"He never created a finished product. Finished products are for decadent minds. His was an evolving mechanism..."
Isaac Asimov, 1964
Related to the over-hyped start-up concept of the Minimum Viable Product (MVP), on which more later, but also related to the Japanese manufacturing concept of kaizen, or continuous improvement, which in turn draws on martial art philosophies (or the power of practice).
Your tech product isn't finished, and isn't going to be. Ever. You might stop developing it and people might carry on using it, and preferably paying for it; but it's not finished. There will always be some improvement, however slight, that can be made to some aspect of it. But more importantly you won't really start to understand what your product does and can do until you make it. Great that you came up with an idea, tweaked it around a bit before realising it. But until you actually have it in front of you, there will be features, UI elements, loads of better stuff to do with it that you couldn't imagine before; and that's nothing to what happens when you put it in front of someone else.

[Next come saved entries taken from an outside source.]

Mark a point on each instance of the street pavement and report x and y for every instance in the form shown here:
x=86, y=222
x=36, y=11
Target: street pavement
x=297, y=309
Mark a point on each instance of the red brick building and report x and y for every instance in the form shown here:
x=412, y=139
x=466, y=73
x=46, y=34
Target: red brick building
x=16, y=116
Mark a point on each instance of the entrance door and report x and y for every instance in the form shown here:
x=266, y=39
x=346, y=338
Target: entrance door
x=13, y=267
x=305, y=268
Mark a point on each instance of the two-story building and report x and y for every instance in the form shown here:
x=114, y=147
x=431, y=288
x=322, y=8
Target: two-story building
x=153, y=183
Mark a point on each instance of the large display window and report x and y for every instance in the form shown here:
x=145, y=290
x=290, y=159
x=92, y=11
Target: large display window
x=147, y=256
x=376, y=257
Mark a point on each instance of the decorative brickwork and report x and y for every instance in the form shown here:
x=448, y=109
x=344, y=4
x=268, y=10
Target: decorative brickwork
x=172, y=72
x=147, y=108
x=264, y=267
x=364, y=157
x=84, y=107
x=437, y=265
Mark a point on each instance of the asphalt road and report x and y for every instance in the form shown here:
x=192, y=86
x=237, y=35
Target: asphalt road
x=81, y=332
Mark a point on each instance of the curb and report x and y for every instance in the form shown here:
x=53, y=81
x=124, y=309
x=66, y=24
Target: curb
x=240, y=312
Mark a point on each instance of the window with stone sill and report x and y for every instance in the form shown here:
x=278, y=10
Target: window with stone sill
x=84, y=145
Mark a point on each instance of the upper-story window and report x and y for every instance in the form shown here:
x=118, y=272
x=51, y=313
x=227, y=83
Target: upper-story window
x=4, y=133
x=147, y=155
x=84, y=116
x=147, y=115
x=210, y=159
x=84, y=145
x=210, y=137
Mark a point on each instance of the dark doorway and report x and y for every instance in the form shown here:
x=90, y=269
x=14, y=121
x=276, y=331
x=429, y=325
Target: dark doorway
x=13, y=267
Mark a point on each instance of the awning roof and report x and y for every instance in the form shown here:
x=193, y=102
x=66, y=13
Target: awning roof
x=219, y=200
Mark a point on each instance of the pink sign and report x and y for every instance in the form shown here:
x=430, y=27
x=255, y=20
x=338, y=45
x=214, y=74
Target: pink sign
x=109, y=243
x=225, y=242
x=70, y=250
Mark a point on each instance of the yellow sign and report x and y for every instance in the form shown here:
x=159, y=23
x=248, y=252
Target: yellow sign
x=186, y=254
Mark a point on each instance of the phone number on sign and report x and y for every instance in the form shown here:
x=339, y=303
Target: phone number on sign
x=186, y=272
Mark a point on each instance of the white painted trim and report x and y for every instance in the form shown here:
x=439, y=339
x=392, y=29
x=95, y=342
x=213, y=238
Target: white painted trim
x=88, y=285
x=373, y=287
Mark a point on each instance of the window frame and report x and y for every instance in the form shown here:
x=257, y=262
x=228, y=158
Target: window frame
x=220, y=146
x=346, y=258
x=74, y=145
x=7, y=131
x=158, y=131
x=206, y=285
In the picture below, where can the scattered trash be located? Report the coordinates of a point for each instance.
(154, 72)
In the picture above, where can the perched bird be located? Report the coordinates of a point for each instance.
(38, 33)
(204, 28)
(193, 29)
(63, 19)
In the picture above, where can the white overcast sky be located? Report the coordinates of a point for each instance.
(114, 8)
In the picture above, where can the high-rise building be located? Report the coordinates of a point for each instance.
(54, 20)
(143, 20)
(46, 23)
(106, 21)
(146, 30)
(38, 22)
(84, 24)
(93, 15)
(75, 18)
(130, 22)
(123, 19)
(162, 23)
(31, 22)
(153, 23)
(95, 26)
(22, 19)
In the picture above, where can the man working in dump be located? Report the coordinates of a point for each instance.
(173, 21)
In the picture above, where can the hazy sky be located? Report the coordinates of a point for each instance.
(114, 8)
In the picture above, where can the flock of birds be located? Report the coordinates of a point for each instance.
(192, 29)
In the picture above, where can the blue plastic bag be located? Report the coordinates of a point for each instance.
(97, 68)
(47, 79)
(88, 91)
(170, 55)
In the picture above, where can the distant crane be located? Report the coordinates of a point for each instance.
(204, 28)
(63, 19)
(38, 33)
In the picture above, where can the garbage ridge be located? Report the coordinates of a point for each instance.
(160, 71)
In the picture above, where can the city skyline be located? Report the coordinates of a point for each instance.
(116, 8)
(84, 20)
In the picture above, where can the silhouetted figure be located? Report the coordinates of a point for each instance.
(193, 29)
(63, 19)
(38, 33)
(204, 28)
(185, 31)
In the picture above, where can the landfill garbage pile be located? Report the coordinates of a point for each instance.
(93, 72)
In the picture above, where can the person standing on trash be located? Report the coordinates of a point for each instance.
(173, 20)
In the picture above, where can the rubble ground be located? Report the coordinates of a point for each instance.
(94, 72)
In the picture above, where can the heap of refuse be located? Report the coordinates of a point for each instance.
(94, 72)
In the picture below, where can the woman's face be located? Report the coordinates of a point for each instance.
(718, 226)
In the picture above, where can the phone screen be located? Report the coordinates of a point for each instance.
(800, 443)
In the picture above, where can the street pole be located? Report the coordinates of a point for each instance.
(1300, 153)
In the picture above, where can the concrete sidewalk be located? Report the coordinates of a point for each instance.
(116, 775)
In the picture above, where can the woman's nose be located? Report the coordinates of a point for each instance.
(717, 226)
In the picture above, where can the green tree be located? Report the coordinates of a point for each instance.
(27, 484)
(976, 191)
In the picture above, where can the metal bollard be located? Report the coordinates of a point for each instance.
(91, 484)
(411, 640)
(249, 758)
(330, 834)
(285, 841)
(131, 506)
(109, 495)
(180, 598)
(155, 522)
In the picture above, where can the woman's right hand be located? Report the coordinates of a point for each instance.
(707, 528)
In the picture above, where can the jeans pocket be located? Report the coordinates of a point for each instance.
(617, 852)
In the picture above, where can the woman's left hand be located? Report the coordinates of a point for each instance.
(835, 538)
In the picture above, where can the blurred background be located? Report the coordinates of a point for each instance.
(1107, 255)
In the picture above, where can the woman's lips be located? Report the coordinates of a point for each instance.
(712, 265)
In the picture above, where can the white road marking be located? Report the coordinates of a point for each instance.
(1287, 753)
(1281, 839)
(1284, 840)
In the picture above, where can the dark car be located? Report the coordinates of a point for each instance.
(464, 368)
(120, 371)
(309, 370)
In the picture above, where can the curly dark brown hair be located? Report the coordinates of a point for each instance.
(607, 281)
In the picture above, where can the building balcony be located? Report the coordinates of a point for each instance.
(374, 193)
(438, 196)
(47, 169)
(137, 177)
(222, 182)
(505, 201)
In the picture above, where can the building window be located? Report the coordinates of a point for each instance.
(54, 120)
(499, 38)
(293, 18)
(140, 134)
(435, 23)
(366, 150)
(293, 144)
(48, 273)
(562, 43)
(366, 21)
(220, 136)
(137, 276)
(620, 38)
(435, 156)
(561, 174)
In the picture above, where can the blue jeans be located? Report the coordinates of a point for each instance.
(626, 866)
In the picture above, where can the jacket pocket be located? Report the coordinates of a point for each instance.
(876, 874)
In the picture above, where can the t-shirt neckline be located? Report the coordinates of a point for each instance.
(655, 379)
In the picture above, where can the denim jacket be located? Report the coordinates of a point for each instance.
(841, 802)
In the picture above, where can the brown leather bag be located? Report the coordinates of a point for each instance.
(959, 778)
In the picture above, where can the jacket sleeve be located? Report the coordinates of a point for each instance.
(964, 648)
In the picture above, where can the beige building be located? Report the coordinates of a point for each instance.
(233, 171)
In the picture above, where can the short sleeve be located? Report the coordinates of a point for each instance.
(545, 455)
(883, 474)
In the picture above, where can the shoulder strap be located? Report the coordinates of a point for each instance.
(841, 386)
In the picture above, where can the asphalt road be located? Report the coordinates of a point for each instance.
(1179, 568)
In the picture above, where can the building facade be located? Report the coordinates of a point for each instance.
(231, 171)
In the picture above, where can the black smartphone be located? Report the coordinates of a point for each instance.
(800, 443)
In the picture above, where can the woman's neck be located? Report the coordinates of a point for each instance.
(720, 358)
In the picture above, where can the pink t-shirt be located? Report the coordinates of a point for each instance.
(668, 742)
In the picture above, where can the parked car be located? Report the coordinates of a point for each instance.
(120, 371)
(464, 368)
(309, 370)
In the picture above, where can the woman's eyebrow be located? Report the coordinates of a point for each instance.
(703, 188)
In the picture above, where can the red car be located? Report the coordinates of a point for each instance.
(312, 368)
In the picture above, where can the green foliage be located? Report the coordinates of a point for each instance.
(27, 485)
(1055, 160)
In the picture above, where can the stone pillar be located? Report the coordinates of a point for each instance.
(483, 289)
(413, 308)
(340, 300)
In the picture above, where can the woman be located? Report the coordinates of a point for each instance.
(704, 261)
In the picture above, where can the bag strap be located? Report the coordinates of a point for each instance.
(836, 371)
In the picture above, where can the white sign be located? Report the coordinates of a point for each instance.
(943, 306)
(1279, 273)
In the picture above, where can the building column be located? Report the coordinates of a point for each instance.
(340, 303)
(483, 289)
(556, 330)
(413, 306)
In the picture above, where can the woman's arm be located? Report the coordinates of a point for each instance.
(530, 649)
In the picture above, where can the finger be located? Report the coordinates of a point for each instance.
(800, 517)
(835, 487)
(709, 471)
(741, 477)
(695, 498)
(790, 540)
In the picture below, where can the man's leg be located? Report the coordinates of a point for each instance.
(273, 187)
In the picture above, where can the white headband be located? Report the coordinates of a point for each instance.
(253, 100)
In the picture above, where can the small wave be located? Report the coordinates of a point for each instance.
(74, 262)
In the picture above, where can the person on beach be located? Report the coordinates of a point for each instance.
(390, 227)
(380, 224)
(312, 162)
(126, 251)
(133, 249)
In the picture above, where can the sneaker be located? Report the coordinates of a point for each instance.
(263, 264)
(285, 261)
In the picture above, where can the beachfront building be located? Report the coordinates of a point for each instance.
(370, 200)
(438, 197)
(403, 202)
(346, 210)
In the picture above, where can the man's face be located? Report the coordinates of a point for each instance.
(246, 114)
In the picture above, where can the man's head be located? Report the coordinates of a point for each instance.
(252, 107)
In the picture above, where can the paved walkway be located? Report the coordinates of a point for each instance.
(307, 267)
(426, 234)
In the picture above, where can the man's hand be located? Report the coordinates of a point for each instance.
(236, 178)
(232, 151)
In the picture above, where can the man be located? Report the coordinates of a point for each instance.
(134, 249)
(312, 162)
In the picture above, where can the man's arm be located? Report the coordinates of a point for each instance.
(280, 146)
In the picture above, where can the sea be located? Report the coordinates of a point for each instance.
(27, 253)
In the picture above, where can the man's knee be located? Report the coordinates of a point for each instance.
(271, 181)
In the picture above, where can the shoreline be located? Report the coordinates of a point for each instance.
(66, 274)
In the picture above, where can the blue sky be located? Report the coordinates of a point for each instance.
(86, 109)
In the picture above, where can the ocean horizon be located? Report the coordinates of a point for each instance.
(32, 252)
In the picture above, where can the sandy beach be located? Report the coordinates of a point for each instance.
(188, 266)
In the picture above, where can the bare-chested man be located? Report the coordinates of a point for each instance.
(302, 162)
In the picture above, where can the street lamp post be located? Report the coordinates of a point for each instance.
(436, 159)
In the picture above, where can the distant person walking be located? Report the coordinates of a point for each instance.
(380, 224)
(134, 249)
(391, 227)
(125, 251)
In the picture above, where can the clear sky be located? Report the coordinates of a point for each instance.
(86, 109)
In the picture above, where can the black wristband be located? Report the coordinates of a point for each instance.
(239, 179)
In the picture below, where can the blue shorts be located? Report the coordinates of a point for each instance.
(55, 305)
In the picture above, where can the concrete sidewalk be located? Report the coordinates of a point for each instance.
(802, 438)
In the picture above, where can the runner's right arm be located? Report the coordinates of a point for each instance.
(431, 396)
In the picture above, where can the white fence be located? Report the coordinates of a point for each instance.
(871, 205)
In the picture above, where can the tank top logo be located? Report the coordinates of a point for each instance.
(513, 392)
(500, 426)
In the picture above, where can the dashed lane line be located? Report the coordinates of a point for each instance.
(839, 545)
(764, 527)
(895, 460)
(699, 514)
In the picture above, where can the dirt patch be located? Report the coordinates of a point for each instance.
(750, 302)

Another lesson to draw is that those changes should be evolutionary as much as possible, at least from the end user perspective. So it's great that you can get a 10% improvement in UI responsiveness by redeveloping the entire back end - but make that change without disrupting the end user. Thought of 6 great ways you could improve the UI? Make them one at a time. Because each is like a product in its own right; seeing the change in use opens up a whole set of possibilities about how the product could be improved.
So make your product work and then improve it; don't be a decadent mind.